This week’s Deep Learning Paper Review is Transfer Learning from Speaker Verification to Multispeaker Text-To-Speech Synthesis.
Transfer Learning from Speaker Verification to Multispeaker Text-To-Speech Synthesis
What’s Exciting About this Paper
This paper demonstrates that 5 seconds of audio from speakers unseen in the training set is enough to generate a high-quality voice clone. Previous State-of-the-Art (SOTA) models needed tens of minutes.
The researchers decoupled the speaker encoder and TTS (Text-to-Speech) network which reduces data quality requirements for each step and enables zero-shot learning. Older TTS pipelines are typically end-to-end, require high quality labeled speaker-audio data, and can not generalize well to speaker voices not seen in training.

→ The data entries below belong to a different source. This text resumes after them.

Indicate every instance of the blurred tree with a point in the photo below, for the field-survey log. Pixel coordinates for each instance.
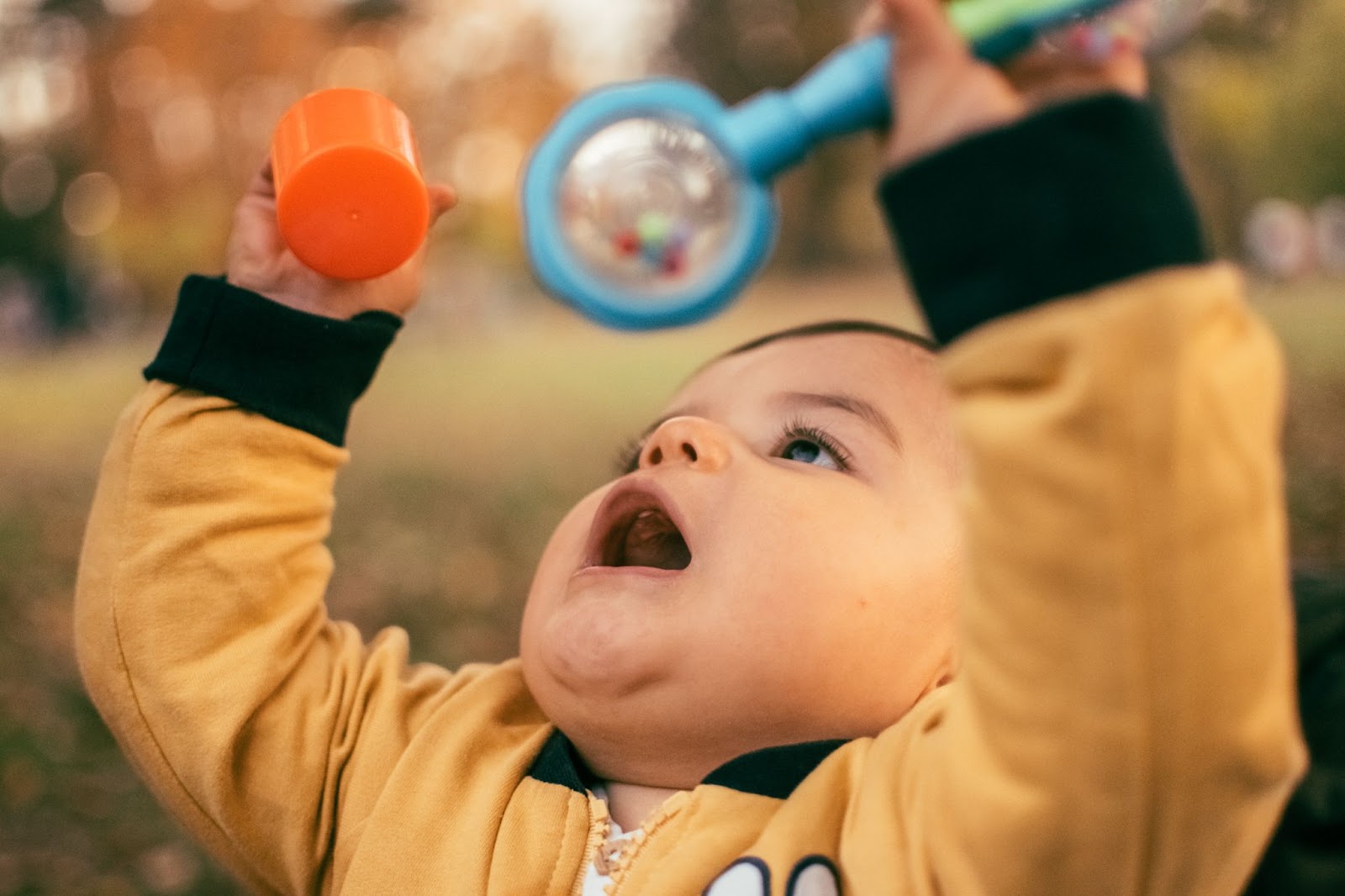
(1255, 103)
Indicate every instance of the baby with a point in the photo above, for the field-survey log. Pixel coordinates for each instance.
(861, 618)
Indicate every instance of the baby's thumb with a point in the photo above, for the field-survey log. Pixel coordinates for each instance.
(441, 199)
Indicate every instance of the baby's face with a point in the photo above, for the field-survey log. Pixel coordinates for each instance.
(780, 567)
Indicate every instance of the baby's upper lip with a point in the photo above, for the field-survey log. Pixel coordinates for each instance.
(619, 509)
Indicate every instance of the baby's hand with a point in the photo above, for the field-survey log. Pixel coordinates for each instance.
(942, 93)
(260, 260)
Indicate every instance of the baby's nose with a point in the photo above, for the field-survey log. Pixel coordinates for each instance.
(688, 440)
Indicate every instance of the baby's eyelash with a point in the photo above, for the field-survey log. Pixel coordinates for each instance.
(799, 430)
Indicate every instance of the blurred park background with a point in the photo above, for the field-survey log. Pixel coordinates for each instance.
(128, 129)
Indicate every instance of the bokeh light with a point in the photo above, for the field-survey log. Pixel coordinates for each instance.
(92, 203)
(185, 129)
(127, 7)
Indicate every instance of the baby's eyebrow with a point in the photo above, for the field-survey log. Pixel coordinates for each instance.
(865, 410)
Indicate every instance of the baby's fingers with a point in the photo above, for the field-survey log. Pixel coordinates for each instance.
(1048, 76)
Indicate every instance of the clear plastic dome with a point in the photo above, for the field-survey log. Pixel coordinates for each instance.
(650, 206)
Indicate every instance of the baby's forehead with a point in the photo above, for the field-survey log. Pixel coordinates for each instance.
(861, 361)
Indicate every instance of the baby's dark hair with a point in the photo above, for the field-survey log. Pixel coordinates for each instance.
(826, 327)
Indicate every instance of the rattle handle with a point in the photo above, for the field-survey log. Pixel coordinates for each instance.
(847, 92)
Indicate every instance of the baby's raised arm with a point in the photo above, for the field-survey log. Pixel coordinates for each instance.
(1123, 720)
(269, 730)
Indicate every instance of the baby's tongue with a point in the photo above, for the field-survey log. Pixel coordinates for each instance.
(654, 541)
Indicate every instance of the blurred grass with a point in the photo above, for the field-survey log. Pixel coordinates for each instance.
(468, 448)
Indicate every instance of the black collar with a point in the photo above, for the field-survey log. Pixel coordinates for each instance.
(773, 771)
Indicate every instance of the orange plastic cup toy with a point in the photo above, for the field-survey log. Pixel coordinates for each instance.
(350, 198)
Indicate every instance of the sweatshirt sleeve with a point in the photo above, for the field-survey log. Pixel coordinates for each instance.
(199, 618)
(1123, 720)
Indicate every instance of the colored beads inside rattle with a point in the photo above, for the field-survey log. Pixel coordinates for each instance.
(1145, 26)
(649, 203)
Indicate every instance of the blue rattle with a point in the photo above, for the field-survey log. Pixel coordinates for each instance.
(649, 205)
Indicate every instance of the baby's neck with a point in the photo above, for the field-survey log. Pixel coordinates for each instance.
(630, 804)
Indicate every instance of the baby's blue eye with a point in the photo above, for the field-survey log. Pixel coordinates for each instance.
(807, 451)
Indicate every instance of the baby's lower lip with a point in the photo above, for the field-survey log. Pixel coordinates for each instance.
(647, 572)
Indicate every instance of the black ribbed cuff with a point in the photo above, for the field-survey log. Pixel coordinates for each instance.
(299, 369)
(1069, 199)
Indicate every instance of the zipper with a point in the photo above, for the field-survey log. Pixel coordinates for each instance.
(599, 828)
(631, 849)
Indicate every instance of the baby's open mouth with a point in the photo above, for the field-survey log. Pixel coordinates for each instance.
(641, 533)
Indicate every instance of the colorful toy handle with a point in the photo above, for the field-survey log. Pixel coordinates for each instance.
(649, 203)
(847, 92)
(350, 199)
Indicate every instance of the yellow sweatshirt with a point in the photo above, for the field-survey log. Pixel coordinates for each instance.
(1123, 720)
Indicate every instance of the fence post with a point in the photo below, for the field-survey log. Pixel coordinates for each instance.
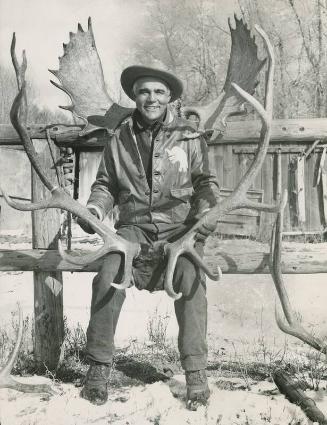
(48, 286)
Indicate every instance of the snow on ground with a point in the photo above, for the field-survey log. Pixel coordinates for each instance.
(158, 403)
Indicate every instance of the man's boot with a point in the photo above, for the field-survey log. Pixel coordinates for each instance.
(96, 383)
(197, 389)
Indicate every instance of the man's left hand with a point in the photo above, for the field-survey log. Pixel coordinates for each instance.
(205, 230)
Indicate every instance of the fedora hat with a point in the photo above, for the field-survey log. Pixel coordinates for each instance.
(133, 73)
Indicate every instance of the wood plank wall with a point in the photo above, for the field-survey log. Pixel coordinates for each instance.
(231, 160)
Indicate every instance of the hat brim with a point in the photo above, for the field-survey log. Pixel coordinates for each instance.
(133, 73)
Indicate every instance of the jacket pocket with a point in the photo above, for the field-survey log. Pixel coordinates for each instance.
(180, 199)
(183, 194)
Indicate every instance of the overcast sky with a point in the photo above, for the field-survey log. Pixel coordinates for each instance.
(42, 26)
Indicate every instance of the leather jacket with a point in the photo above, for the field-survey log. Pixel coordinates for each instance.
(183, 186)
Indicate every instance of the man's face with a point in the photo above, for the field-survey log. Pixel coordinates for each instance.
(151, 97)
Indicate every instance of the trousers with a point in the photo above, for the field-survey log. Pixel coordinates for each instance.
(190, 309)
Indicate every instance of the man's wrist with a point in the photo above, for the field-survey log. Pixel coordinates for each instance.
(95, 209)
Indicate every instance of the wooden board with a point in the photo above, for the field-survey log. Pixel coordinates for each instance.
(242, 221)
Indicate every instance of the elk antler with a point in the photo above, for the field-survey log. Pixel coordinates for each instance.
(292, 325)
(6, 381)
(238, 199)
(81, 76)
(243, 69)
(61, 199)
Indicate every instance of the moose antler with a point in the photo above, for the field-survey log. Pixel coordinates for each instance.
(61, 199)
(238, 199)
(6, 380)
(81, 76)
(291, 326)
(243, 69)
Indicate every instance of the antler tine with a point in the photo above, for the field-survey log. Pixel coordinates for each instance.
(185, 245)
(292, 325)
(6, 381)
(61, 199)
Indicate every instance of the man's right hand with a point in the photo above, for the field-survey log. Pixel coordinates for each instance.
(84, 225)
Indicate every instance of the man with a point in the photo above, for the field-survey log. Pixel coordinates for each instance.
(159, 177)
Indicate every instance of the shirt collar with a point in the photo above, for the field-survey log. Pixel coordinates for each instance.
(140, 125)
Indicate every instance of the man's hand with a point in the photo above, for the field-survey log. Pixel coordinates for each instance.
(204, 231)
(84, 225)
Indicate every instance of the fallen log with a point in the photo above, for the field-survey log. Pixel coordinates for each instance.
(296, 395)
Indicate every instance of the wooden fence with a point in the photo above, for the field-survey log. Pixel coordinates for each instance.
(287, 166)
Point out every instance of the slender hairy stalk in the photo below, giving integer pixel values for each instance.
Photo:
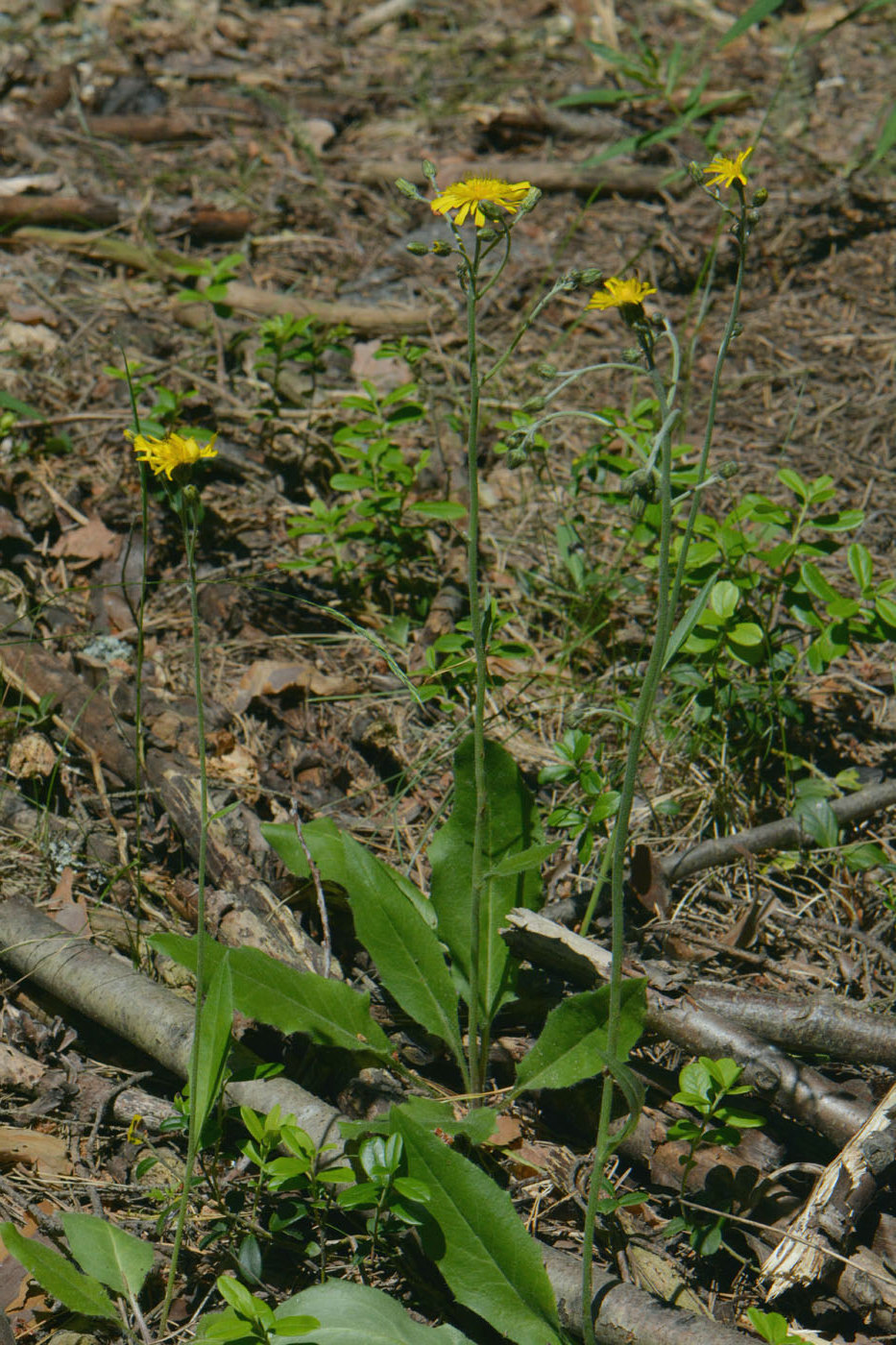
(188, 520)
(476, 1031)
(668, 592)
(619, 844)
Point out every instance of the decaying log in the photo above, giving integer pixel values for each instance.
(624, 1314)
(107, 989)
(841, 1194)
(817, 1024)
(546, 174)
(795, 1088)
(57, 210)
(161, 262)
(145, 131)
(86, 719)
(24, 1075)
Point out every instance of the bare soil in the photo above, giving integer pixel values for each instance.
(136, 136)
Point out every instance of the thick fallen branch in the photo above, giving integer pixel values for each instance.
(660, 871)
(376, 319)
(809, 1024)
(57, 210)
(839, 1197)
(159, 1022)
(795, 1088)
(546, 174)
(247, 910)
(784, 834)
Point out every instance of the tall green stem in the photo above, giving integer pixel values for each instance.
(476, 1026)
(668, 592)
(188, 520)
(620, 838)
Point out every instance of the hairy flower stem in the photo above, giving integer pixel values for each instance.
(476, 1031)
(668, 592)
(603, 1143)
(190, 521)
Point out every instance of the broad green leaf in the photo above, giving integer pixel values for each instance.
(510, 826)
(724, 599)
(860, 564)
(886, 137)
(472, 1233)
(573, 1041)
(437, 508)
(109, 1254)
(392, 927)
(80, 1293)
(356, 1314)
(691, 616)
(213, 1041)
(12, 404)
(885, 609)
(525, 860)
(757, 12)
(329, 1012)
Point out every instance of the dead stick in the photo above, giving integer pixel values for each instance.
(108, 990)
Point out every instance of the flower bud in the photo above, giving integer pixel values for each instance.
(529, 201)
(492, 210)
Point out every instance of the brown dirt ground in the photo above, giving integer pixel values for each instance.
(292, 123)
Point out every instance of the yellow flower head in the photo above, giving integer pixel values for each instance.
(728, 171)
(466, 197)
(164, 454)
(619, 293)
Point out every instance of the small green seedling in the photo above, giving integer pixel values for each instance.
(705, 1086)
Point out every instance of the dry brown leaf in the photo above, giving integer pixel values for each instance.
(36, 1149)
(269, 676)
(31, 755)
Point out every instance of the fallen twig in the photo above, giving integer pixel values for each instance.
(795, 1088)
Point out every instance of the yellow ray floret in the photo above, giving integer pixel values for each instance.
(466, 197)
(164, 454)
(618, 292)
(728, 171)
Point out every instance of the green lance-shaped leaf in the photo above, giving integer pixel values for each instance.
(356, 1314)
(109, 1254)
(472, 1233)
(213, 1039)
(390, 920)
(80, 1293)
(573, 1041)
(512, 826)
(331, 1013)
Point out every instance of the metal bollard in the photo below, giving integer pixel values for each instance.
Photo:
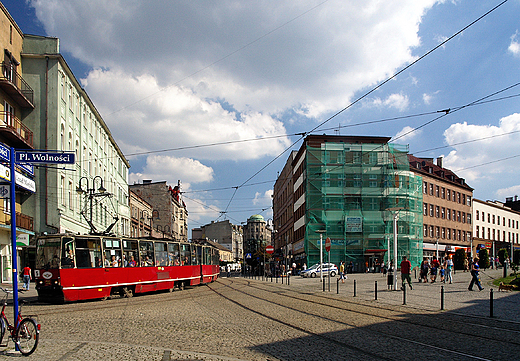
(491, 303)
(442, 298)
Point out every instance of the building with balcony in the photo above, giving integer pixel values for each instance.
(224, 233)
(495, 226)
(90, 196)
(170, 216)
(447, 201)
(141, 217)
(16, 103)
(346, 188)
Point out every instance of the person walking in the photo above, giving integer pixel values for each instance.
(406, 268)
(26, 277)
(475, 279)
(342, 272)
(448, 264)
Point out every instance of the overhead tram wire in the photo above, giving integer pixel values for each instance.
(368, 93)
(407, 67)
(224, 57)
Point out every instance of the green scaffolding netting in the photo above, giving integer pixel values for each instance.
(349, 191)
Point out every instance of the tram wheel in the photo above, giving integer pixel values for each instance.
(127, 292)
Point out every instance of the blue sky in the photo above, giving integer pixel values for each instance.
(167, 75)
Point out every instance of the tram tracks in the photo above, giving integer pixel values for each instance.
(374, 323)
(421, 316)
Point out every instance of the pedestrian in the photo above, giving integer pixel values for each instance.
(475, 278)
(26, 277)
(448, 264)
(406, 268)
(433, 269)
(425, 268)
(442, 272)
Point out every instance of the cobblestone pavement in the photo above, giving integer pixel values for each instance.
(255, 319)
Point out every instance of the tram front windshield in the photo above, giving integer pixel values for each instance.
(48, 253)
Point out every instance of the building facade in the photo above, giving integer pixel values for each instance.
(170, 216)
(345, 188)
(90, 196)
(141, 217)
(257, 236)
(283, 214)
(495, 226)
(224, 233)
(447, 208)
(16, 103)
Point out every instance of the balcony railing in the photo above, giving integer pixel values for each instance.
(22, 221)
(13, 83)
(18, 130)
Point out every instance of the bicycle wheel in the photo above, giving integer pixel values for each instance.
(27, 336)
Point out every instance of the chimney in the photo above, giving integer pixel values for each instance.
(439, 162)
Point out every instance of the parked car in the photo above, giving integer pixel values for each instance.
(316, 270)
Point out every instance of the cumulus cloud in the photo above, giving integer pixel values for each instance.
(171, 169)
(484, 160)
(254, 57)
(396, 101)
(514, 46)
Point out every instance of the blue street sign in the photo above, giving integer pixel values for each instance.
(45, 157)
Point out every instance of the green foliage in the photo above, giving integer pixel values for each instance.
(458, 259)
(483, 258)
(502, 255)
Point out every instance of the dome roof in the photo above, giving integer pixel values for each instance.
(256, 218)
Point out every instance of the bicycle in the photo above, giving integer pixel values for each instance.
(25, 334)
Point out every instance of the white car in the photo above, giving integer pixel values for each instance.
(316, 270)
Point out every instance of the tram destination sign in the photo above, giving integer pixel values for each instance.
(45, 157)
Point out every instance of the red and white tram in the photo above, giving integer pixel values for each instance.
(81, 267)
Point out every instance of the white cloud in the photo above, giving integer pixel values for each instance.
(224, 50)
(514, 46)
(481, 161)
(396, 101)
(406, 134)
(171, 169)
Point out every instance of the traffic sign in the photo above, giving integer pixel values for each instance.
(44, 157)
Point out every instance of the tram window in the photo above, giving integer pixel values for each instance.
(88, 252)
(112, 253)
(146, 253)
(130, 253)
(173, 254)
(67, 253)
(161, 255)
(185, 255)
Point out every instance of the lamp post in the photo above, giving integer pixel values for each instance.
(395, 210)
(321, 231)
(91, 194)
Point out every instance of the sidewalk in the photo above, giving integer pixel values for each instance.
(424, 296)
(30, 296)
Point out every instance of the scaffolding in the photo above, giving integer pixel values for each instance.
(349, 191)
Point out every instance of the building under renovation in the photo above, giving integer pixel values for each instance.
(348, 189)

By training on a large training dataset of unlabeled audio data in a self-supervised manner on a speaker verification task, the speaker encoder network learns to generate fixed dimensional speaker embedding vectors that represent the characteristics of a speaker’s voice abstracted away from the content of the audio.
This speaker embedding is then fed into a standard TTS pipeline concatenated with user input text embeddings where it is then converted into log-mel spectrograms before being transformed into waveforms by a final vocoder network.
Previous end-to-end pipelines required labeled audio data with speaker and transcription labels to train but by splitting up the speaker encoder network and the TTS pipeline, the speaker encoder network only requires unlabelled audio data to train and the TTS pipeline only requires transcribed audio data (without speaker information) to train, both of which is significantly more abundant than the former.
By tweaking this pipeline, such as adding fictitious speaker embeddings, random text generation, and audio augmentation, could this approach be used to generate unlimited high-quality labeled data?